GMAT Advanced Math : (Adv_Math) Questions
The positive numbers \(\mathrm{P}\), \(\mathrm{N}\), and \(\mathrm{C}\) satisfy the equation \(\mathrm{2P + NC = 19N}\). Which equation correctly expresses \(\mathrm{C}\) in terms of \(\mathrm{P}\) and \(\mathrm{N}\)?
- \(\mathrm{C = \frac{19 - 2P}{N}}\)
- \(\mathrm{C = 19 - \frac{2P}{N}}\)
- \(\mathrm{C = 19 - \frac{P}{N}}\)
- \(\mathrm{C = \frac{19N - P}{N}}\)
1. TRANSLATE the problem information
- Given equation: \(2\mathrm{P} + \mathrm{NC} = 19\mathrm{N}\)
- Goal: Express \(\mathrm{C}\) in terms of \(\mathrm{P}\) and \(\mathrm{N}\)
- All variables are positive (so \(\mathrm{N} ≠ 0\), making division by \(\mathrm{N}\) valid)
2. INFER the solving strategy
- To isolate \(\mathrm{C}\), I need to eliminate other terms from the side containing \(\mathrm{NC}\)

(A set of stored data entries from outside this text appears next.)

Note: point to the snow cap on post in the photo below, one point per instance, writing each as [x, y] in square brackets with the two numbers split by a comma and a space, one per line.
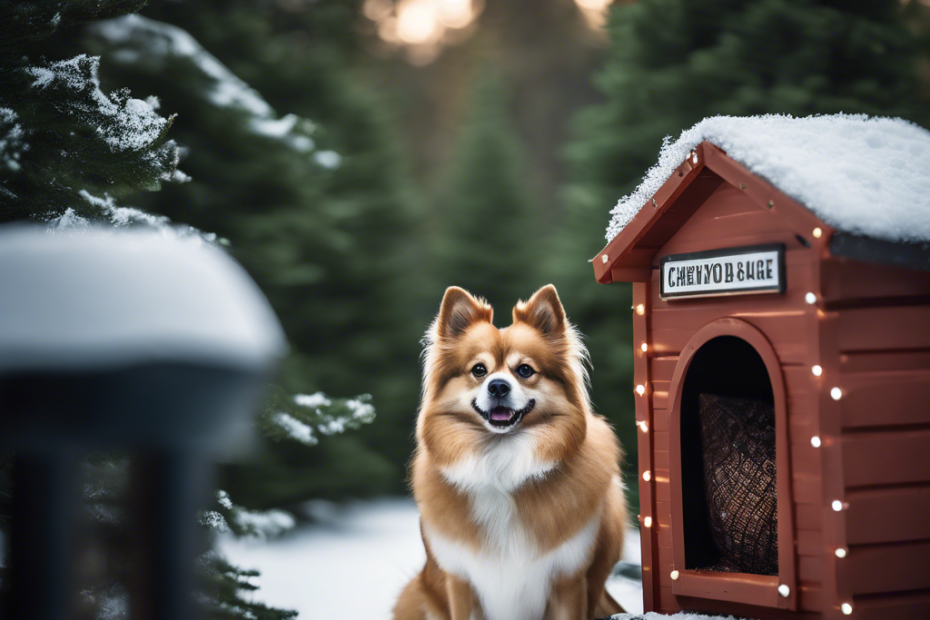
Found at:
[861, 175]
[95, 299]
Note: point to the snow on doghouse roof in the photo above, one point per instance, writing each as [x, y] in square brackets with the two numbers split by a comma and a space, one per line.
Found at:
[861, 175]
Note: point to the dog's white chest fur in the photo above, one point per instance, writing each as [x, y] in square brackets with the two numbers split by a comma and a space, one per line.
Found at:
[510, 574]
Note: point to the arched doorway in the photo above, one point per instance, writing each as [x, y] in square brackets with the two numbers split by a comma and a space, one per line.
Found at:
[728, 461]
[728, 382]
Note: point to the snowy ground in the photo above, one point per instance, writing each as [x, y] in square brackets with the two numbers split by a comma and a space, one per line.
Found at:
[354, 563]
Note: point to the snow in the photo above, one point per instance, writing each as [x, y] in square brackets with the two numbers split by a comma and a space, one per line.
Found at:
[684, 615]
[353, 563]
[317, 399]
[130, 124]
[295, 429]
[99, 298]
[154, 42]
[863, 175]
[120, 217]
[328, 159]
[12, 145]
[164, 41]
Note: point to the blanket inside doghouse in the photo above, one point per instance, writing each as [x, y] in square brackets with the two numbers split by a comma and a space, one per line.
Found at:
[738, 445]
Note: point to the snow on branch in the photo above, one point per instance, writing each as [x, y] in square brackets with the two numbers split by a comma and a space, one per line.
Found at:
[156, 46]
[243, 522]
[304, 417]
[125, 124]
[863, 175]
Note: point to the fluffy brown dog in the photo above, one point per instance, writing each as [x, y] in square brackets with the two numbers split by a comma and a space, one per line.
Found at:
[516, 479]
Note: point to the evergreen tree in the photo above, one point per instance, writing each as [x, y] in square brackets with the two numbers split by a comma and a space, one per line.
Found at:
[314, 210]
[66, 147]
[488, 241]
[674, 62]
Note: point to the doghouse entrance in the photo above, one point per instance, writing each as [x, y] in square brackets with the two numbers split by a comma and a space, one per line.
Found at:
[729, 497]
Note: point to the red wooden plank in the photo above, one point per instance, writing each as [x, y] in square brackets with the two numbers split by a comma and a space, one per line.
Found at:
[886, 397]
[893, 606]
[808, 516]
[886, 457]
[887, 568]
[888, 515]
[846, 280]
[810, 542]
[875, 329]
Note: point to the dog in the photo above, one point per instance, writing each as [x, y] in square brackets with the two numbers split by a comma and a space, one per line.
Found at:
[516, 479]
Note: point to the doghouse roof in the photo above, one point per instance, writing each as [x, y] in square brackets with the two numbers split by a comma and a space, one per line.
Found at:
[866, 180]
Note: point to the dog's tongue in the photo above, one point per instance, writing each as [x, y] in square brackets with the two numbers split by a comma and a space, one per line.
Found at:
[501, 413]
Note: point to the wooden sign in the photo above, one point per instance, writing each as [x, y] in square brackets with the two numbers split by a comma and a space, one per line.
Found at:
[730, 271]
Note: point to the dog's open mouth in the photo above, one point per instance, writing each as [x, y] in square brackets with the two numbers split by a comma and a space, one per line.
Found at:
[503, 417]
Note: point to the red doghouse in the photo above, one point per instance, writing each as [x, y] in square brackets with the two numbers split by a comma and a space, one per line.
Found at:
[782, 367]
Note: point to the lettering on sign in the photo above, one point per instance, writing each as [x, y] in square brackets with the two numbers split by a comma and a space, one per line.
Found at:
[731, 271]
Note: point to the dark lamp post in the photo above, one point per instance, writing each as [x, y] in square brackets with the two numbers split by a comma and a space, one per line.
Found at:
[132, 341]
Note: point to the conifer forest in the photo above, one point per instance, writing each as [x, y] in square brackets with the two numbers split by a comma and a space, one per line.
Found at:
[357, 157]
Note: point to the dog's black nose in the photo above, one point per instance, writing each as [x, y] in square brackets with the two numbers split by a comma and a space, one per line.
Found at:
[499, 388]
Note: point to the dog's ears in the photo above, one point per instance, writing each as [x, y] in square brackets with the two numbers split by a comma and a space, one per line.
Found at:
[543, 311]
[459, 310]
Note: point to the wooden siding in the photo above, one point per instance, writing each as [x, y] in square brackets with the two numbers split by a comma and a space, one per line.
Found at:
[789, 324]
[881, 317]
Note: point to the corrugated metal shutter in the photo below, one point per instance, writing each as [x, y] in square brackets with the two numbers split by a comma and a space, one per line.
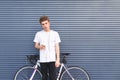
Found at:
[89, 30]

- Strategy: First remove the \(2\mathrm{P}\) term, then divide by \(\mathrm{N}\) to get \(\mathrm{C}\) alone
3. SIMPLIFY by eliminating the 2P term
- Subtract \(2\mathrm{P}\) from both sides:
\(2\mathrm{P} + \mathrm{NC} - 2\mathrm{P} = 19\mathrm{N} - 2\mathrm{P}\)
- This gives us: \(\mathrm{NC} = 19\mathrm{N} - 2\mathrm{P}\)
4. SIMPLIFY by dividing both sides by N
- Divide both sides by \(\mathrm{N}\):
\(\frac{\mathrm{NC}}{\mathrm{N}} = \frac{19\mathrm{N} - 2\mathrm{P}}{\mathrm{N}}\)
- This gives us: \(\mathrm{C} = \frac{19\mathrm{N} - 2\mathrm{P}}{\mathrm{N}}\)
5. SIMPLIFY by distributing the division
- Apply the distributive property:
\(\frac{19\mathrm{N} - 2\mathrm{P}}{\mathrm{N}} = \frac{19\mathrm{N}}{\mathrm{N}} - \frac{2\mathrm{P}}{\mathrm{N}}\)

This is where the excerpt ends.